Internal linking : Standard linking vs Neural SEO Network linking

standard vs neural seo linking

What is internal linking ?

Internal links are the hyperlinks from one page to another within same domain, usually helping search engines bots and users to understand the website structure and easy navigation from one page to another.

Standard vs Neural Network

Most websites follow a top down / tree approach of internal linking. Some have cross linking from one page to another for conversions while some have too many categories which makes it hard to link from one another.

The primary usage of internal linking is to navigate between the pages. Search engine’s user agents(bots) use internal linking to know more about the website structure and also to study which category the pages fall into. From a user’s point of view internal linking serves the purpose of helping with better navigation within a website. For example, a user that is looking specifically to buy a TV can get to the “electronics” tab and from there find the exact product that the user is looking for. This improves the user’s experience and also ease in getting to the product without having to go through a ton of pages to get to what is needed.

Strong connections within a website will let the SEO link juice to pass which in turn improves the page’s ranking in the search engine. Typically, the standard approach to linking the pages of a website uses a top down model. This model has the drawback of having gaps within the linking when it comes to the nodes that are at the end of the tree. Also having orphan pages that are not linked properly will result in the pages not having an index within the search engine and this will also further reduce the ranking of the website on the whole. Using a top down approach when it comes to managing millions of pages, puts the product owner at a disadvantage.

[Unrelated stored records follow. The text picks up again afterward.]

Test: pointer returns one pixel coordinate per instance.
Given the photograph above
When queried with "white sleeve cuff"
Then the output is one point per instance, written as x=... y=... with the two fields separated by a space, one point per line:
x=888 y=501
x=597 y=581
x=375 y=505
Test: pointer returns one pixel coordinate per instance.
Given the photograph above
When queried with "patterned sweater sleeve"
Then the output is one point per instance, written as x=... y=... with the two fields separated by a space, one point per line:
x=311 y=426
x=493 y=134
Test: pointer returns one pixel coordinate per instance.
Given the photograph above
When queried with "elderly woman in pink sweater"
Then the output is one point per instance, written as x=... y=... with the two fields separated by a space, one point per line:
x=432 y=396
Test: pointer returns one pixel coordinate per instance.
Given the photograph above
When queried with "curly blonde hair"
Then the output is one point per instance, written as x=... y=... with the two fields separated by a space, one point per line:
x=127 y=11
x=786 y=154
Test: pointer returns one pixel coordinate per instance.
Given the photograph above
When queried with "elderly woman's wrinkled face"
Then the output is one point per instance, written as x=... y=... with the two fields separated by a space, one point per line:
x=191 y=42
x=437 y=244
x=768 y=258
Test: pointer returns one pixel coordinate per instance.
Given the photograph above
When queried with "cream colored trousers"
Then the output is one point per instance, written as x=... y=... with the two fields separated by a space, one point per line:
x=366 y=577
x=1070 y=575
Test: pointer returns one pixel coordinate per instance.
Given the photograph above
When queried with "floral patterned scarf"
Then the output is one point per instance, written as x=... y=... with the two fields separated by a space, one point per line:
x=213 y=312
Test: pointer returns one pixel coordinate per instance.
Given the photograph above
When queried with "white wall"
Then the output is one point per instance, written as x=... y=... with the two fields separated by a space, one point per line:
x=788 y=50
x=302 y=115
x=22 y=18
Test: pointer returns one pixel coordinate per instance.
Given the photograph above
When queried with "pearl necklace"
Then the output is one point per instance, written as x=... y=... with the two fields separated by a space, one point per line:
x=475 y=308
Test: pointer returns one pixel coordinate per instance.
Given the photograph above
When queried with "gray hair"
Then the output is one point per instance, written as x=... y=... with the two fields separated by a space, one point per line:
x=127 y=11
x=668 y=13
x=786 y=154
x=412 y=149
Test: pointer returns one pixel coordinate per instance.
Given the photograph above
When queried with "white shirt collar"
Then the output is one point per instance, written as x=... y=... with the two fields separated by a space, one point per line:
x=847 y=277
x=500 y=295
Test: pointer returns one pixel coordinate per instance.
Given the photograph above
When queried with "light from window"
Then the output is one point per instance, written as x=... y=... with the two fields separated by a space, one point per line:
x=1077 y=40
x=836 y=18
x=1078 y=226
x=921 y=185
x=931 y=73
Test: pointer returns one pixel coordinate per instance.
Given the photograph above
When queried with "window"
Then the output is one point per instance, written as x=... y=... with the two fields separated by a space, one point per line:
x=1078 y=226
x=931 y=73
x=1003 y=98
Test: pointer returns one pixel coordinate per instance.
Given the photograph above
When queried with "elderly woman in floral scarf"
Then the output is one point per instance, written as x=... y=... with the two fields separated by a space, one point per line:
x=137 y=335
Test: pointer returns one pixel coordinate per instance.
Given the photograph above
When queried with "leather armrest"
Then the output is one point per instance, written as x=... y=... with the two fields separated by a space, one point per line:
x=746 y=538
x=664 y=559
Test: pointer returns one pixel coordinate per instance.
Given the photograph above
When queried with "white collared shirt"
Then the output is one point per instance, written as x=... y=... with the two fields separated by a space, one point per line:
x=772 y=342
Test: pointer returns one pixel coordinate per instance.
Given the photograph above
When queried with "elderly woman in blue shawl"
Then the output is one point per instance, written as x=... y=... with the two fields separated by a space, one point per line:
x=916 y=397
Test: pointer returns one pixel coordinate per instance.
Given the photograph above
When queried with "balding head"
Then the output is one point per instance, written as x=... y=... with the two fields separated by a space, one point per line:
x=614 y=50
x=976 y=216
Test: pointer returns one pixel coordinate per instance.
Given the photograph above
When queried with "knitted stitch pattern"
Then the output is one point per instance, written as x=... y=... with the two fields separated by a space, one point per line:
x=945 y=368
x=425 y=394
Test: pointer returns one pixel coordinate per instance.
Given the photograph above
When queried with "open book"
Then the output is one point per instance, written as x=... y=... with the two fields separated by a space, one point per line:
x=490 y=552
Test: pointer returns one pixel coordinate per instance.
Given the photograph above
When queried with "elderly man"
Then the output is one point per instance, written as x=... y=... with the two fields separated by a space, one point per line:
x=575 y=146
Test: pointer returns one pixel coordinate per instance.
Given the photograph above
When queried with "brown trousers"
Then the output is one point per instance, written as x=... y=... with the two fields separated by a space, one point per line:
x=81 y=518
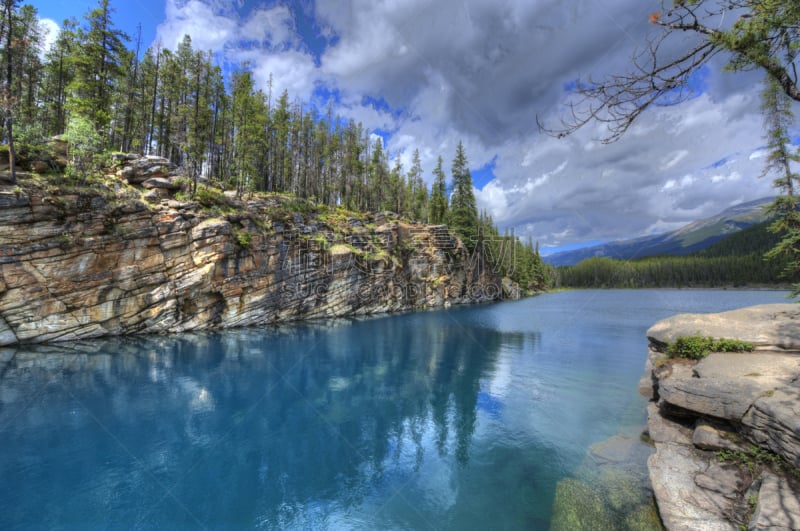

Neural SEO network’s patented linking algorithm links up pages belonging to different categories without leaving out orphan pages. The connectivity is greatly improved between the pages. Also better link equity is passed with neural networks.

Search engines use neural mapping algorithms for understanding a website. This AI technology understands languages and search terms leading to better latent semantic index. For example a search for electronics on a search engine displays TVs, laptops, cameras etc.,. And further searches looking for a TV will bring out pages that show TVs from different brands. This display of results on the search engine’s results page(SERP) is due to the indepth and granular understanding of keyword mapping in the search engine. Also the word “Central” in America is the same as “Sentral” in Malaysia. Although the words are of different languages, they still have the same meaning. This understanding of the languages also helps in bringing out appropriate results on SERP.

Neural SEO network’s patented AI algorithm understands the language and semantic indexes resulting in better mapping leveraging Word2Vec model too. Also this linking algorithm provides better indexation of your pages and ranking within the search engine results pages.